A thoughtful crease grew on her forehead as she waited in the truck while he went inside and bought the Cokes.

“Something wrong?” he asked as he headed the rattling truck north again toward the hill country where they had spent the afternoon tubing.

“Why do people think you’re so bad? You’ve been nothing but nice to me.”

“Disappointed?”

She shook her head. “No. I’m glad you asked me to come with you tonight.”

“You’re not scared I’ll get you off somewhere alone and turn on you, like some Jekyll and Hyde character?”

“Would you?”

“Naw. I like you.”

She arched a brow. “And if you didn’t like me?”

A devilish grin appeared. “You’d be in serious sh—trouble.”

He pulled the truck off the paved highway onto a dirt road that ended abruptly. The night was quiet and still, much as it might have been two hundred years ago, before any settlers had come to disturb the wilderness. He pulled the Cokes out of the paper bag, crumpled it, and pitched it on the floor. He pulled the metal tabs from the lids and dropped them inside, then gave a can to her.

She sipped it gratefully, the fizz easing the dryness in her throat. She thought about how exciting it was to be having her first date with a boy. She would have to call Peggy later, but she didn’t think she could find words to explain what tonight had been like.

It was too bad she couldn’t share this wonderful experience with her mother and father. But her mother agreed with her father that she was too young to date, and her father . . . He would be furious. Any boy she dated would be bad enough, but someone with Marsh North’s reputation was sure to be ten times worse. Her sister Rachel could have kept her secret, but she was too young to think a date with a boy was anything worth crowing about. Besides, Rachel had to be in bed by 9:00
P.M.

Marsh got out of the truck, came around to open her door, and held out his hand to her. He set his Coke on the Chevy fender as she stepped down, and eased his arms around her from behind.

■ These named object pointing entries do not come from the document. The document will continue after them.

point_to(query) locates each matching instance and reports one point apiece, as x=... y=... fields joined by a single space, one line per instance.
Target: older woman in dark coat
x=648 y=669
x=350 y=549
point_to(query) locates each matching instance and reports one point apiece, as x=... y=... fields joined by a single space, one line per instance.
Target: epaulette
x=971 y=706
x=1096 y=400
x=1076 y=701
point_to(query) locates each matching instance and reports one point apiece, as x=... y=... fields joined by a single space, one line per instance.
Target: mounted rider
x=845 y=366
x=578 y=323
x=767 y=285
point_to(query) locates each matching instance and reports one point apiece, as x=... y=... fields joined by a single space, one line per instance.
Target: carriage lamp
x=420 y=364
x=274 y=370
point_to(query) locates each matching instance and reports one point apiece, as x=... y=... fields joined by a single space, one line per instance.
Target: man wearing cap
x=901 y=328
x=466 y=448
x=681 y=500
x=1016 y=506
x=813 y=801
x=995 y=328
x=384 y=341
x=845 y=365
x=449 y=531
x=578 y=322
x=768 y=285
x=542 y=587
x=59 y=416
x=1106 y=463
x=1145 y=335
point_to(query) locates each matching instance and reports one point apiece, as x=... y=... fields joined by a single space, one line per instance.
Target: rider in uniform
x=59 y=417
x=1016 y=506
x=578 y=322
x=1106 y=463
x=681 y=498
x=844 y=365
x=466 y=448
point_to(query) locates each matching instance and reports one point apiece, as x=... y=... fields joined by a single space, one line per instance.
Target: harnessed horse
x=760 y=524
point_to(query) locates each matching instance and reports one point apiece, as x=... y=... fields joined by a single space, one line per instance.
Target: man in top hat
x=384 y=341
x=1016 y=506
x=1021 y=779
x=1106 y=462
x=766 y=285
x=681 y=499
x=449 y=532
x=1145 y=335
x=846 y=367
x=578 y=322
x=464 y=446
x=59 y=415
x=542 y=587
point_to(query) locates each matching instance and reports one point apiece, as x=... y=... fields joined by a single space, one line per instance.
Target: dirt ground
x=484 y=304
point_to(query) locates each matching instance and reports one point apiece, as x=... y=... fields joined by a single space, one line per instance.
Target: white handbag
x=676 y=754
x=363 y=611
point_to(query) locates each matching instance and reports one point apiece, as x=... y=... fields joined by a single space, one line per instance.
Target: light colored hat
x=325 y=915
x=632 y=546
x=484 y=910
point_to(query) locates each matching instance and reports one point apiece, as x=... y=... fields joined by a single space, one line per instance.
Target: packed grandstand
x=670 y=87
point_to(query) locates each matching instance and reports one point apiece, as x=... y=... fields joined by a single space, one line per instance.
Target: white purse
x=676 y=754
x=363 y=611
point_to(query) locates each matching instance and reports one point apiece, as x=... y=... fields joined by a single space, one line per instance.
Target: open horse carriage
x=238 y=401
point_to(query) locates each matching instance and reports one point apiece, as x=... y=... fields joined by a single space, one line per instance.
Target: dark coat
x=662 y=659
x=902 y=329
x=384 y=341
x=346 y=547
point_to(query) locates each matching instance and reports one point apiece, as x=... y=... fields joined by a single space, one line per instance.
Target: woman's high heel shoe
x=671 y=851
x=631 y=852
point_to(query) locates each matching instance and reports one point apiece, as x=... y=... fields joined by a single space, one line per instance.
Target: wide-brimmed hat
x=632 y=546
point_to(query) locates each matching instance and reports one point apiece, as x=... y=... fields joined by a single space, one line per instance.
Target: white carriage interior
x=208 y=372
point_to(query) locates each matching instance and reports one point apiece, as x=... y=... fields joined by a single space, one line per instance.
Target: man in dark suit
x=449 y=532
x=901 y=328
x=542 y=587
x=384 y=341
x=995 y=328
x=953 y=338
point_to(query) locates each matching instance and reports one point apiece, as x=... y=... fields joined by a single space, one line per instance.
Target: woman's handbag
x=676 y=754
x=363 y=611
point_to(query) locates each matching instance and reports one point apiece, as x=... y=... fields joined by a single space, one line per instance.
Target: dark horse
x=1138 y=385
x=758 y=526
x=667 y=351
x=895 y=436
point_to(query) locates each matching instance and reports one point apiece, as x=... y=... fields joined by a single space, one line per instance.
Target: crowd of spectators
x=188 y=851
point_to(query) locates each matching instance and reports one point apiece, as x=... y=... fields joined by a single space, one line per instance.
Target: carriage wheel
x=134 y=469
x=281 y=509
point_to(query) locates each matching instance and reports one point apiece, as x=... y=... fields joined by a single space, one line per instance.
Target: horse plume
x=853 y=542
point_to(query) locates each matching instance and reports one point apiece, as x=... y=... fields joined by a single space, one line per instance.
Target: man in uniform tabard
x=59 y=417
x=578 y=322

She stiffened immediately.

“Don’t be afraid. Lean back against me,” he murmured in her ear. “Then look up.”

She did as he asked and saw an immense black sky filled with a million stars. A full moon was half-hidden by scudding clouds. “Oooh. It’s so beautiful.”

“Umm,” he agreed. He turned her in his arms, took her Coke from her and set it on the rusted fender next to his, then caught her chin with his forefinger and thumb.

She stood there, knees quaking, staring up at him, aware of what was coming. Her heart slammed against her rib cage, then climbed all the way to her throat and caught there.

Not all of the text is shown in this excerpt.